@Rob "The environment" we exist in is one created out of whole cloth by the car industry and their marketing skeevs. The actual market for people who's use could could even approach "needing" an SUV is miniscule, even smaller than the *real* market for work trucks in the USA. In both cases, however, there is more *profit* for the car manufacturers in selling those than there is in selling affordable, appropriately-sized urban vehicles, and it's worse still for electrics because the industry are now having to fight against their own prior marketing - by working their asses off to fuel "range anxiety" in the public, they've made it almost impossible to sell small, efficient EVs because almost nobody will buy one unless it has hundreds of miles of range, even if they only actually exceed 50 or so miles of travel in a day once or twice a year, and you need a HUEG vehicle body to fit all the sodding batteries into(and then more batteries still to drag all that extra weight).
And EV's are hardly a magic bullet - they take almost as much carbon to build the vehicle itself as an ICE vehicle, and more again to mine and refine the rare minerals for the batteries. Sure they work out at about 1/3 the total carbon over their full lifespan, but that's assuming you're using green energy to charge them and that they get used for their whole lifespan - but, regardless, we don't have the carbon budget left to transition enough people over to EVs to decarbonise transport before transport carbon pushes us over the limit for 2C+ warming. Not to mention the big sodding things are even worse for particulate emissions due to their weight causing intensive brake & tyre wear, the space they take up, or the fact that being squashed by a green EV is scant consolation to the people getting squashed.

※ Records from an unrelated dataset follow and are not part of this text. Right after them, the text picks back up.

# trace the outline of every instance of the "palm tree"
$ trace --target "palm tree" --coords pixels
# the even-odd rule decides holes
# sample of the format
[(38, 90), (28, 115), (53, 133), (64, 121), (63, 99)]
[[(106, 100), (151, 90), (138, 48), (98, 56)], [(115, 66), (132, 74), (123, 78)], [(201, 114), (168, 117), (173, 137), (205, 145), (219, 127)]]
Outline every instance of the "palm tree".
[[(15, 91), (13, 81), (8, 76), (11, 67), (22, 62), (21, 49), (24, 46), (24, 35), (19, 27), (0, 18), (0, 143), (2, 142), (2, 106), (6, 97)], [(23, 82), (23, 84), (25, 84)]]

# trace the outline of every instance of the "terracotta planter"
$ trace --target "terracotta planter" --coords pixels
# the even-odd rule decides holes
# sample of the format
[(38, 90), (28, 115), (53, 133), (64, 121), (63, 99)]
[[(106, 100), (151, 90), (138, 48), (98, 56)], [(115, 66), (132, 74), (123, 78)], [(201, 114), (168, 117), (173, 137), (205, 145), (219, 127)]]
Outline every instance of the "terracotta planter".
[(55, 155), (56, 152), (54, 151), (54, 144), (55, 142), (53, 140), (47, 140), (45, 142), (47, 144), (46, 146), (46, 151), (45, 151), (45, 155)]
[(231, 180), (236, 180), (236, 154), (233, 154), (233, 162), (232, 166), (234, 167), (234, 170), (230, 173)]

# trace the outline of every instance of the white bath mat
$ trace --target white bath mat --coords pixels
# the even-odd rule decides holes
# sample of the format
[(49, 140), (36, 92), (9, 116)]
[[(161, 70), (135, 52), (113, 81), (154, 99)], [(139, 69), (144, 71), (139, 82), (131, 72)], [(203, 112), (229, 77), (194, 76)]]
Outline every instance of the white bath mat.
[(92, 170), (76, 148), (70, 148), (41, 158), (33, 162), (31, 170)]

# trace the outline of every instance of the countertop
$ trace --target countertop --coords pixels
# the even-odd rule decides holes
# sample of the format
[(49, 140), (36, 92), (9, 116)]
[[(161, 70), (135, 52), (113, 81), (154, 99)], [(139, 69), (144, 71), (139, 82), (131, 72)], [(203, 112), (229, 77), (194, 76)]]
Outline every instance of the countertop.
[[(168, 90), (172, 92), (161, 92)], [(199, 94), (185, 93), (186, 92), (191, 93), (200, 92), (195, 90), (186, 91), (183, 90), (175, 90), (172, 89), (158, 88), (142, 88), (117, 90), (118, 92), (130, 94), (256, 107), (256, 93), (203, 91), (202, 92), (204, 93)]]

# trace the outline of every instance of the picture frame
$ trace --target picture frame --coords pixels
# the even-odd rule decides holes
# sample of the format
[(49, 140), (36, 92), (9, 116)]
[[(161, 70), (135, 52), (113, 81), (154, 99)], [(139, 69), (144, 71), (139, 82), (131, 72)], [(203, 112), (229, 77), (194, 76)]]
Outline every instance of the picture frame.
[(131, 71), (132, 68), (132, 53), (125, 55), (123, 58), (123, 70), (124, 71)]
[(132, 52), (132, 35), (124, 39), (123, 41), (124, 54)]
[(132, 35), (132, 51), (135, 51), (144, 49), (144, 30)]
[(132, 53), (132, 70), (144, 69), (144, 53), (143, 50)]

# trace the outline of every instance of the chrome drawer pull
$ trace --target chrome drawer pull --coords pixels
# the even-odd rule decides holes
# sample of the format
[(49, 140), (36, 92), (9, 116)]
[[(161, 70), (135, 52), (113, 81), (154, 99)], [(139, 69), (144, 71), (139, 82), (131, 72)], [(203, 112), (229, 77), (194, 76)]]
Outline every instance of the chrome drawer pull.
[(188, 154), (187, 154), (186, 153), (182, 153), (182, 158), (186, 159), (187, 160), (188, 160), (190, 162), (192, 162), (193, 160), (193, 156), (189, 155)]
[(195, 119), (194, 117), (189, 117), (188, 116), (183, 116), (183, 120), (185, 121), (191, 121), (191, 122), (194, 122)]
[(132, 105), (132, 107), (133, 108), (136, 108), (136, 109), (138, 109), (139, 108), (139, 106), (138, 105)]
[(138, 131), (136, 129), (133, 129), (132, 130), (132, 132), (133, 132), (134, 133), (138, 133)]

SUVs are a problem now, dealing with them can't wait another ten years while active travel and public transit initiatives make car use less necessary, and they'll continue to be an issue even after that - the only approach that has any chance of achieving results is to make owning one a legal nightmare, which first requires people support that, which first requires people know about the problem. Tyre Extinguishers have brought a bigger spotlight on the issue in a couple of months than a decade of Nice Guy Activism, and while their approach will inevitably calcify some people's attitudes what's the alternative? All that can be done is to bring enough attention to the issue and hope either enough people stop being selfish of their own accord, or that like with smoking indoors and drink driving, their selfishness becomes something society shames them for and drive change that way.